The complaint said the permits allowed “four Smithfield-owned hog operations to use cesspits full of hog waste and sprayfields to produce energy, failed to protect the surrounding communities from air and water pollution. A disproportionate share of the hundreds of families who live around these hog operations are Black and Latino.”

According to the EPA, “NCDEQ issued three (3) individual swine animal waste management system permits and one (1) certificate of coverage, that authorize the construction and operation of anaerobic digestion animal waste treatment systems to produce renewable energy.”
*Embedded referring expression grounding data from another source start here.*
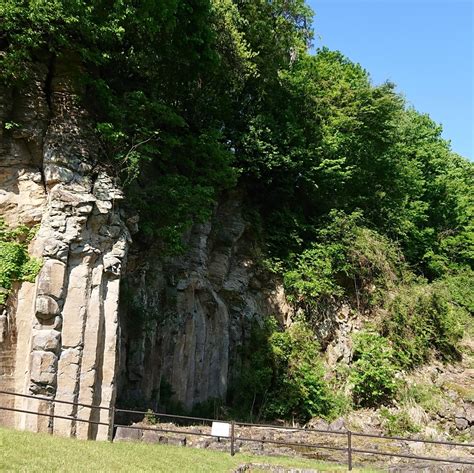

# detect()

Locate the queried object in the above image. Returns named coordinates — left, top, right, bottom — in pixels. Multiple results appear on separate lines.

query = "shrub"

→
left=433, top=270, right=474, bottom=318
left=350, top=331, right=399, bottom=407
left=284, top=244, right=344, bottom=307
left=379, top=407, right=421, bottom=436
left=144, top=409, right=158, bottom=425
left=231, top=318, right=342, bottom=423
left=264, top=320, right=342, bottom=422
left=227, top=318, right=275, bottom=422
left=0, top=219, right=41, bottom=304
left=399, top=383, right=444, bottom=414
left=346, top=226, right=405, bottom=306
left=283, top=211, right=406, bottom=318
left=383, top=282, right=464, bottom=368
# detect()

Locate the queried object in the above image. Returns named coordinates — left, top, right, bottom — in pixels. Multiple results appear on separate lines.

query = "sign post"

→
left=230, top=420, right=235, bottom=456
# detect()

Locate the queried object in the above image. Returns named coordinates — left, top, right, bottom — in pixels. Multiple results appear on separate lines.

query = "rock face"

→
left=0, top=57, right=295, bottom=439
left=0, top=59, right=294, bottom=438
left=0, top=58, right=362, bottom=442
left=118, top=195, right=293, bottom=411
left=0, top=57, right=357, bottom=439
left=0, top=60, right=130, bottom=440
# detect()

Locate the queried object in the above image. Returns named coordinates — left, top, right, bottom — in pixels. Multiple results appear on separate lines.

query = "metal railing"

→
left=1, top=389, right=473, bottom=470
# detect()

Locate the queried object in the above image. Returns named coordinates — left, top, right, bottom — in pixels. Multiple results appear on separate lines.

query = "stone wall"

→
left=0, top=60, right=129, bottom=440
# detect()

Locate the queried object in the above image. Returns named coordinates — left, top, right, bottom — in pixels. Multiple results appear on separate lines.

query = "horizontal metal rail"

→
left=237, top=435, right=347, bottom=452
left=353, top=430, right=474, bottom=448
left=236, top=420, right=347, bottom=436
left=0, top=390, right=110, bottom=411
left=0, top=405, right=109, bottom=427
left=114, top=422, right=218, bottom=439
left=353, top=447, right=474, bottom=466
left=115, top=408, right=214, bottom=424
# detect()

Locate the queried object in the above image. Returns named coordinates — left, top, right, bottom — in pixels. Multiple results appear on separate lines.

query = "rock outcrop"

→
left=118, top=195, right=293, bottom=411
left=0, top=59, right=293, bottom=438
left=2, top=60, right=472, bottom=451
left=0, top=59, right=348, bottom=438
left=0, top=60, right=130, bottom=440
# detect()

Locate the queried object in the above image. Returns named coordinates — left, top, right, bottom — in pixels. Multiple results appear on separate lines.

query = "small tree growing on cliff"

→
left=350, top=331, right=398, bottom=407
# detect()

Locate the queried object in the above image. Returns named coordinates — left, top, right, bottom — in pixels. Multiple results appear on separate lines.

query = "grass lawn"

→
left=0, top=427, right=378, bottom=472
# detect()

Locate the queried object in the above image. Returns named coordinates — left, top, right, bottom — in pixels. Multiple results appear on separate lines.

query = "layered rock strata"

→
left=0, top=60, right=129, bottom=440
The complaint filed by the Southern Environmental Law Center on Sept. 27, 2021, alleged NCDEQ discriminated against Black, Latino and Native Americans residing in Duplin and Sampson Counties in North Carolina when it approved the projects. The EPA said the complaint met the requirements of its External Civil Rights Compliance Office (ECRCO) for investigation of the NCDEQ, which receives financial assistance from the EPA.   

The investigation will investigate:

  • Whether NCDEQ discriminated on the basis of race and national origin against the residents of Duplin and Sampson Counties in violation of Title VI of the Civil Rights Act of 1964 and EPA’s implementing regulation at 40 CFR Part 7; and
  • Whether NCDEQ has and is implementing the procedural safeguards required under 40 C.F.R. Parts 5 and 7 that all recipients of federal assistance must have in place to comply with their general nondiscrimination obligations, including specific policies and procedures to ensure meaningful access to the NCDEQ’s services, programs, and activities, for individuals with limited English proficiency and individuals with disabilities, and whether the NCDEQ has a public participation policy and process that is consistent with Title VI and the other federal civil rights laws, and EPA’s implementing regulation at 40 C.F.R. Parts 5 and 7.

The NCDEQ will be given the opportunity to respond to the complaint in writing within 30 days of being notified of the initiation of the investigation.